The idea for this artefact was born out of something I find myself doing time and again when researching for my next guitar tech related purchase.
Gear demo videos are a popular way of finding out how a particular guitar effect pedal, amplifier or guitar actually sounds. Reviews are useful, but they are often not enough when making a decision. In my opinion it is vitally important to be able to form your opinion on a piece of guitar tech to be sure it is right for you before parting with your cash. Gear demos are extremely handy if you are in a situation where you are unable to visit a local music shop to try things out for yourself, or if your local shop doesn’t stock what you are looking for.

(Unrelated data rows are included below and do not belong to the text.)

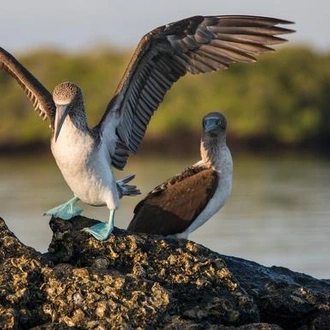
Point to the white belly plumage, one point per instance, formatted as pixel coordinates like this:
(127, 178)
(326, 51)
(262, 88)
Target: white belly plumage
(86, 169)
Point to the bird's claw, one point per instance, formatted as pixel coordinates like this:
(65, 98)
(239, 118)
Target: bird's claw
(125, 189)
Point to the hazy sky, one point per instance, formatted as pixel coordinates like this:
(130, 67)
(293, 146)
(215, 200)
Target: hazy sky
(76, 24)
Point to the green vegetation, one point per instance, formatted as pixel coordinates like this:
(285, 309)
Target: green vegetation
(283, 98)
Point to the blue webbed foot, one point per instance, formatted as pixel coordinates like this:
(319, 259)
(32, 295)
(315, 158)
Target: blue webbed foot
(101, 231)
(125, 189)
(65, 211)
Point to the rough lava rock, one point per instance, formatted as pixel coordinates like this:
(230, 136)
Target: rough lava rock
(148, 282)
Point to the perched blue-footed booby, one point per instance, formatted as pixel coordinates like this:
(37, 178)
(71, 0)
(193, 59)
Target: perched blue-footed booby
(186, 201)
(84, 155)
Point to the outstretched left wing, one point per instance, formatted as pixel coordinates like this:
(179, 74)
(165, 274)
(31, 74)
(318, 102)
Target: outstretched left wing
(197, 45)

With my guitar pedal demo video I am not expecting to achieve anywhere near 1,000,000 views. From searching “guitar pedal demo” on YouTube the most viewed video has clocked up 779,486 views. Here it is:
Unfortunately Expert Village, the makers of the video above seem to be an exception in regularly attracting over 500,000 on their videos. However, there are a good amount that have made the 100,000 mark, and I’d certainly be chuffed I could achieve anything close to that.

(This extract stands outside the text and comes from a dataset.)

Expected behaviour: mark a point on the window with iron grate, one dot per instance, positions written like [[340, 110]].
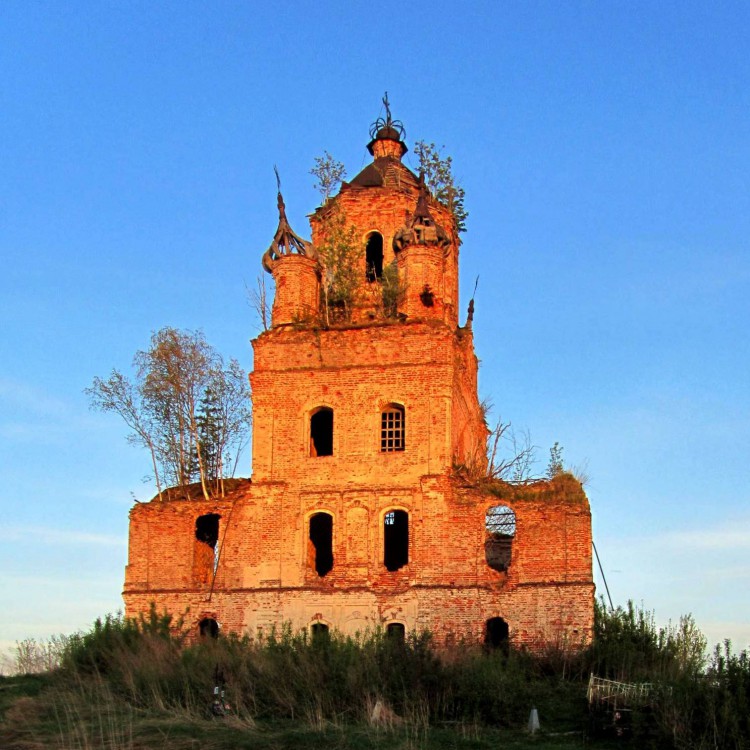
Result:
[[392, 429]]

Guitars are played and love by people all over the world, therefore I am expecting my video to attract an international audience. Music is a universal language after all!
The demand for guitar tech demo videos continues to be great among players and so I expect a steady stream of traffic.

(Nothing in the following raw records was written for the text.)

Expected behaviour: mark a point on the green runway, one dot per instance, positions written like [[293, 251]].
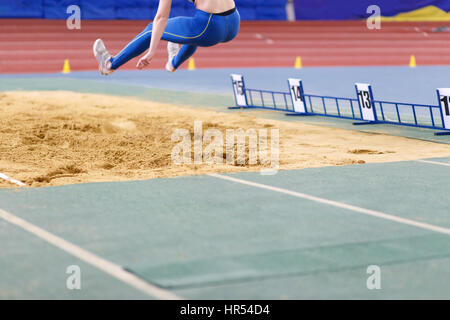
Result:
[[202, 237]]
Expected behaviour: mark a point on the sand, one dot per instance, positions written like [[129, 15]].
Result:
[[59, 138]]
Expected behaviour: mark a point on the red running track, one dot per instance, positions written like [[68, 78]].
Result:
[[42, 45]]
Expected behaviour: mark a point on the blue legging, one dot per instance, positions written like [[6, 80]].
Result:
[[202, 30]]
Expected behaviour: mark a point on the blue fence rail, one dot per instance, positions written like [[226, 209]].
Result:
[[364, 108]]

Although I concentrated on demonstrating the Marshall SuperVibe SV-1 chorus pedal I included the details of the guitar, amp and overdrive pedal I was using in the title and tags of the video. This may it might attract more viewers who are interested in how these other pieces of guitar equipment perform.
The SV-1 pedal is capable of many different types of chorus and modulation effects and so I wanted to highlight the variation that is possible. I chose to demonstrate 3 settings that are recommended by Marshall and which I happen to really like and use. I did tweak one of them slightly to gain a richer chorus effect.
All audio from the amplifier was recorded in mono using an SM58 placed close to the speaker cone. The signal was sent to Ableton Live via XLR cable. The acoustic guitar for the “Classic Vibrato” demo (third one) was recorded using a Studio Projects B1 mk1 mic.
I did do a little bit of audio post production before syncing with the video. To the mono guitar tracks I added a touch of stereo reverb just to fill out the stereo sound field and make things a little more aesthetically pleasing. Editing was carried out to the performances themselves in order to retain authenticity.
My video differs to many gear demos in that I do not talk at all. In my video the equipment does the talking. I often get frustrated with some gear demo videos which feature people talking as I feel most of the time there is no need for it. A short verbal explanation would suffice rather than minutes of unnecessary spiel about things which could have easily just been demonstrated by just getting on and playing!
I included graphics I made in Photoshop to clearly display each different setting so that people can easily recreate them on their own SuperVibe pedals.